Вот и теперь бабушка уезжала в деревни менять одежду на продукты. Окованный полосками блескучей жести сундук к концу войны опустел, обнажилось дно. Некоторые вещи уезжали и возвращались. Съездило и вернулось, например, бабушкино платье фиолетового шелка, с фонариками на рукавах, со сборками на длиннейшей, в пол, юбке: никому в деревне не приглянулся бабушкин наряд начала века.
Военврач-отец был невообразимо далеко. Это называлось — Дальний Восток. Вообще было очень мало мужчин вокруг, а молодых совсем не видно. Матери, бабки, тетки, старухи. В школах не учителя, а учительницы, в больницах не врачи, а врачихи, в магазинах — продавщицы, во дворах — дворничихи, в домах не коменданты, а комендантши.
Дети порой прикасались к войне, не подозревая об этом.
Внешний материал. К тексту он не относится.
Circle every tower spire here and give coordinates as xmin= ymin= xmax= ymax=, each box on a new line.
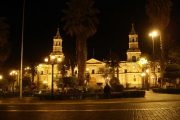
xmin=130 ymin=23 xmax=136 ymax=35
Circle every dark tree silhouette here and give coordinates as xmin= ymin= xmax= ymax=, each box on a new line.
xmin=146 ymin=0 xmax=172 ymax=77
xmin=0 ymin=17 xmax=10 ymax=64
xmin=61 ymin=0 xmax=98 ymax=86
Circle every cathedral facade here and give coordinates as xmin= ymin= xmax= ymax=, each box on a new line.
xmin=35 ymin=25 xmax=160 ymax=89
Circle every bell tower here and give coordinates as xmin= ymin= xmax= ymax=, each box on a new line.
xmin=127 ymin=24 xmax=141 ymax=62
xmin=50 ymin=28 xmax=64 ymax=59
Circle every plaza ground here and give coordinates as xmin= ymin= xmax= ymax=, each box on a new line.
xmin=0 ymin=91 xmax=180 ymax=120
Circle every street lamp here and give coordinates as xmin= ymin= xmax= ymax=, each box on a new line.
xmin=149 ymin=31 xmax=158 ymax=84
xmin=139 ymin=57 xmax=149 ymax=89
xmin=44 ymin=55 xmax=62 ymax=97
xmin=9 ymin=70 xmax=18 ymax=93
xmin=0 ymin=75 xmax=3 ymax=80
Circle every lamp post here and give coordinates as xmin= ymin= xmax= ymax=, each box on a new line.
xmin=44 ymin=55 xmax=62 ymax=97
xmin=9 ymin=70 xmax=18 ymax=93
xmin=139 ymin=57 xmax=148 ymax=89
xmin=149 ymin=31 xmax=158 ymax=86
xmin=0 ymin=75 xmax=3 ymax=80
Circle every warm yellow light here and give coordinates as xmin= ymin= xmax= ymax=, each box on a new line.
xmin=139 ymin=58 xmax=148 ymax=65
xmin=0 ymin=75 xmax=3 ymax=80
xmin=24 ymin=66 xmax=31 ymax=70
xmin=51 ymin=55 xmax=56 ymax=60
xmin=86 ymin=68 xmax=89 ymax=71
xmin=43 ymin=80 xmax=48 ymax=84
xmin=44 ymin=58 xmax=49 ymax=62
xmin=141 ymin=72 xmax=146 ymax=77
xmin=149 ymin=31 xmax=158 ymax=37
xmin=146 ymin=69 xmax=149 ymax=73
xmin=9 ymin=70 xmax=18 ymax=75
xmin=57 ymin=57 xmax=62 ymax=62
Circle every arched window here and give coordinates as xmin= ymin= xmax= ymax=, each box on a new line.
xmin=92 ymin=69 xmax=95 ymax=74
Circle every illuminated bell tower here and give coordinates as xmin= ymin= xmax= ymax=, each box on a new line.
xmin=50 ymin=28 xmax=64 ymax=60
xmin=127 ymin=24 xmax=141 ymax=62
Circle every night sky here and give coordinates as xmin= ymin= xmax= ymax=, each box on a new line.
xmin=0 ymin=0 xmax=180 ymax=70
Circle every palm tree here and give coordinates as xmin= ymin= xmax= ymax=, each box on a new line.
xmin=0 ymin=17 xmax=10 ymax=63
xmin=146 ymin=0 xmax=172 ymax=77
xmin=61 ymin=0 xmax=98 ymax=86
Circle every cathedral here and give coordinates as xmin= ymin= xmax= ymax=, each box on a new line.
xmin=35 ymin=24 xmax=160 ymax=89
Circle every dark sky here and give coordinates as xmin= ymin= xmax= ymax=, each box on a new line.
xmin=0 ymin=0 xmax=180 ymax=70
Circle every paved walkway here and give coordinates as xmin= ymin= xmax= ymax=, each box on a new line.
xmin=0 ymin=91 xmax=180 ymax=103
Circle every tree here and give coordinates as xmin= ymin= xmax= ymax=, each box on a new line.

По дворам и улицам мальчишки гоняли плоские железные колесца, с зубчиками по внутреннему кругу. Изготовлялась особо изогнутая проволока — водило. С тонким пением катилось послушное колесцо, особенно замечательно звеня на гранитных плитах, которыми улица была замощена на подъеме к Вознесенской горке. Через дюжину лет, студентом технического вуза, изучая на военных занятиях устройство танка, мальчик вспомнил эти колесца. Это были тормозные диски «тридцатьчетверки». Во дворы они, видимо, попадали бракованные, с заводской свалки.
Дворы, а также уличные газоны были распаханы под огороды, к середине лета картофельные гряды, цветущие белым и сиреневым, придавали улицам приятный вид. Огороды были опоясаны укрепленными на кольях металлическими лентами с прихотливыми вырубами внутри них; ленты эти выходили на заводах из-под штампов и тоже добывались на свалках.
Мальчик выглядел на свои семь лет, не больше и не меньше. Среднего роста, крепенький, ладный. Еще через семь за одно лето он станет высоким, стройным, с хорошими плечами, узкими бедрами, длинными руками. Но и сейчас видно — по выпирающим ключицам, по развороту грудной клетки, по крепким лопаточкам: широкая кость, будет расти.
Темные, почти черные волосы вились, мокрые — курчавились. После бани становился похож на цыганенка. Тем более — смуглое, в маму, лицо. Губы толстые, важные. Мимолетно глянуть — первое, что бросится в глаза: смуглота, курчавинки, губы. Но мальчик глядел не мимолетно, он досконально изучил себя в зеркале.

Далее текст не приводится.